Cet avion de guerre détient le record d’exemplaires produits lors du second conflit mondial, environ 35000.
Dès le début de sa production, il fut engagé dans des opérations au cours de la guerre d'Espagne.

Il fut construit jusqu'en 1945 en de multiples versions baptisées par les lettres allant de A à K.

Celui retrouvé à Talmas est un Me 109 G6-R6 qui possédait :

Un moteur Daimler-benz DB 605 de 35,7 litres de cylindrée développant 1475 CV
Son armement était composé de :
- 2 mitrailleuses MG 131 de 13 mm sous le capot moteur
- 3 canons MG 151/20 dont un axial dans le moteur et deux en gondole sous les ailes

Longueur : 9,06 m
Envergure : 9,98m
Hauteur :3,60 m
Surface alaire : 16,36 m2
Poids à vide : 2 675 Kg
Poids en charge : 3 150 Kg
Poids en surcharge : 3 400 Kg Vitesse maximum à 4000m : 635km/h
Vitesse de croisière : 480 km/h
Autonomie maximum : 1 000 km
Vitesse ascensionnelle initiale : 950m/mn
Montée à/en : 3000m / 2mn 55s
Plafond pratique : 11 500 m

Un grand merci à M. Pierre BEN et aux membres de son association ainsi qu'à M. Jean-Pierre DUCELLIER pour leur disponibilité et pour avoir communiqué toutes ces informations qui permettent de garder en mémoire une page de notre histoire.

QUELQUES TEMOIGNAGES

RENE FOURDRAIN
"J’étais, au moment des faits, au Mont de Villers, dans les champs avec mon père.

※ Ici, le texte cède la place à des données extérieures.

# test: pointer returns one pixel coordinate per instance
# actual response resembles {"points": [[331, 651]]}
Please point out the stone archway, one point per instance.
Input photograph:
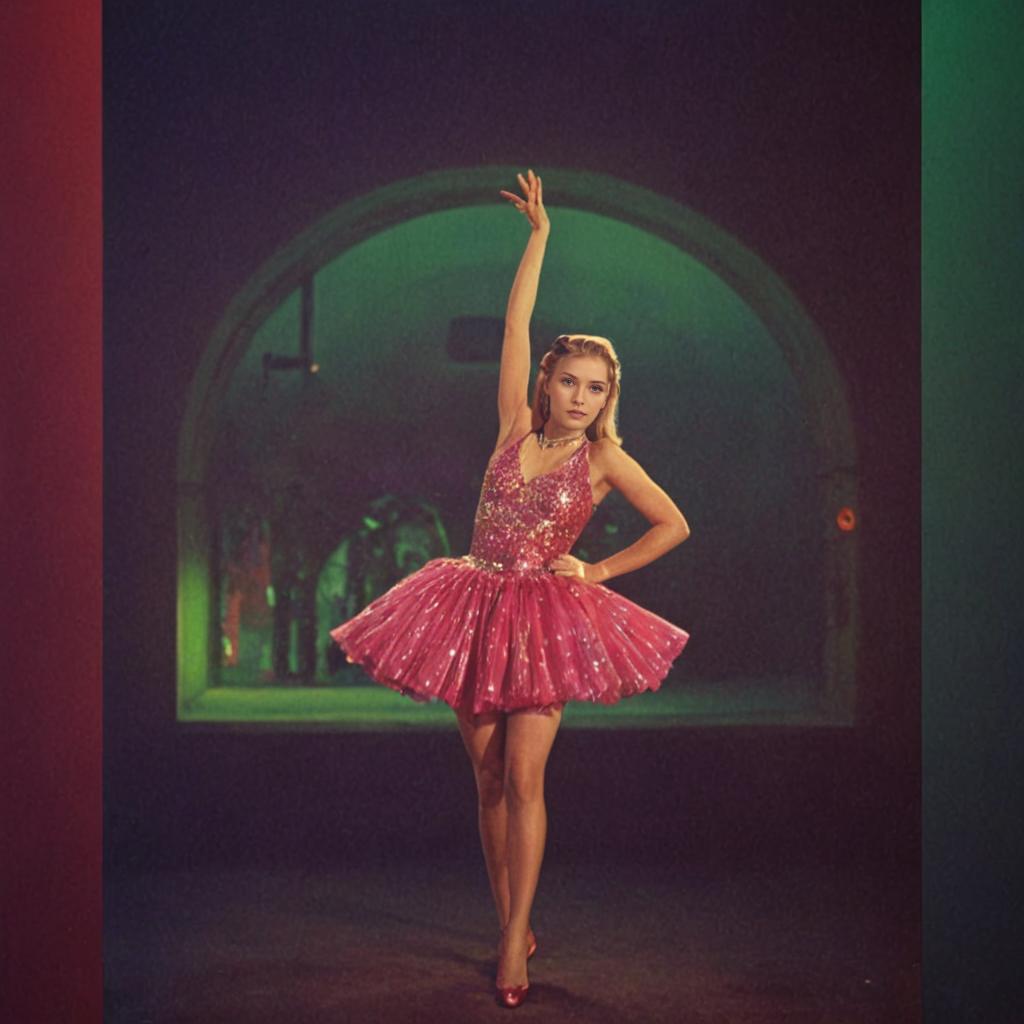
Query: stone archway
{"points": [[818, 382]]}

Nous ramassions des bottes d’avoine avec un chariot attelé de chevaux.
Nous sommes restés sur place et regardions les avions se pourchassaient.
Après la chute de l’avion, il y a eu beaucoup d’effervescence dans le village, les Allemands étaient particulièrement nerveux et circulaient beaucoup.
Nous ne sommes pas allés voir sur place, c’était trop dangereux."

JEAN LOMBARD
« Je me trouvais à l’intérieur de la maison où je suis toujours rue de la Ville. J’avais 18 ans. Nous entendions le bruit des combats d’avion au-dessus de Talmas. Puis, par hasard en regardant par la fenêtre, j’ai vu un avion allemand tomber en vrille avec une épaisse fumée.
J’ai eu l’impression qu’il tombait dans le village, en fait, il est tombé à quelques dizaines de mètres du hangar actuel de M. Poirier.
Dans les heures et jours qui ont suivi les Allemands ont interdit aux habitants de se rendre sur les lieux.
Comme j’ai exploité cette pâture pendant de nombreuses années, je me souvenais précisément de l’emplacement. »

CLOTAIRE MACQUE
"Ce devait être en août 1943 en début d'après-midi, j’avais alors 14 ans et je me trouvais dans la cour de la ferme, rue du Haut Bout. La bataille aérienne a duré plusieurs heures au-dessus du village.
Un avion allemand est tombé comme une masse. J’ai cru qu’il était tombé près du château d’eau. Il y avait un poste de garde tenu par les Allemands en haut du château d’eau.
Je sais que quelques personnes du village sont allées tout de suite sur place mais elles sont vite revenues à cause des avions qui mitraillaient.
Ce jour là, d’autres avions sont tombés à Naours et Beauval. J’ai une pâture juste à côté de l’endroit où l’avion est tombé, et pendant plusieurs années, j’ai ramassé des morceaux de ferraille de cet avion »

RAOUL DURSENT
« A ce moment-là, je me trouvais rue de la Ville avec mes deux chevaux qui tiraient un chariot. J’allais sur la route de Val de Maisons chercher une récolte.
Il y avait au-dessus du village un combat aérien entre de nombreux avions.
J’ai sauté rapidement du chariot pour tenir les chevaux qui commençaient à s’affoler avec les bruits des avions et des mitrailleuses. L’un des appareils est tombé en vrille vers la route Nationale.
Le calme revenu, nous sommes partis à plusieurs vers le Bois Monsieur où nous avons vu une partie des débris d’ailes et de carlingues éparpillés dans une pâture et un gros trou où devait être enterré le reste de l'avion.
Nous ne sommes pas restés très longtemps de peur que les Allemands n’arrivent. Dans les jours qui ont suivi les Allemands ont enlevé les débris. »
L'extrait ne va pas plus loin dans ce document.